Pianist Florian Uhlig launches what he hopes to be a truly comprehensive Schumann piano music cycle, complete with divergent versions of the same works and alternate readings. Volume 1 offers the C major Fantasy in its commonly performed Urtext edition, plus the composer’s Third piano sonata (aka the “Concerto without Orchestra”) in its 1836 three-movement incarnation, followed by an appendix consisting of two previously unpublished fragments edited by Uhlig and Joachim Draheim, the rejected Scherzo I (Vivacissimo) plus two variations Schumann deleted from the central “Clara Wieck Variations” movement.
Uhlig may not bring out the music’s fullest dynamic scope and volatile passion, yet his extraordinary contrapuntal acumen and ear for textural diversity often sheds new and fresh light on familiar patterns. He articulates the aforementioned Op. 14 variation movement theme’s legato and detached distinctions to three-dimensional effect, and integrates the outer movements’ sprawling tendencies through insidious tempo relationships and subtle dynamic shadings. Similarly, the Fantasy’s swirling patterns and intricate hidden counterlines emerge in more active and purposeful light than in more generalized interpretations.

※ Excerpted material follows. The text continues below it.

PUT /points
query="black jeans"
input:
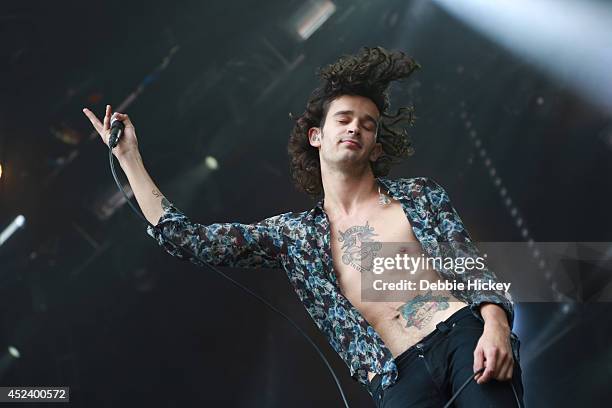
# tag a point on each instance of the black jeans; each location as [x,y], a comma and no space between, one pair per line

A vividly characterized dialogue emerges from the second-movement March’s imitative passages between the right and left hands, which helps make the obsessive dotted rhythms seem less relentless and repetitious than is often the case. Surprisingly, Uhlig holds back in the coda’s notorious skips, and he disappoints with a relatively matter-of-fact closing slow movement that would benefit from more lyrical breadth and tonal ripeness. The sonics are a bit bright and close-up, yet never strident. Small reservations aside, Uhlig’s serious musicianship and strong individual profile command respect and admiration, and bode well for future volumes.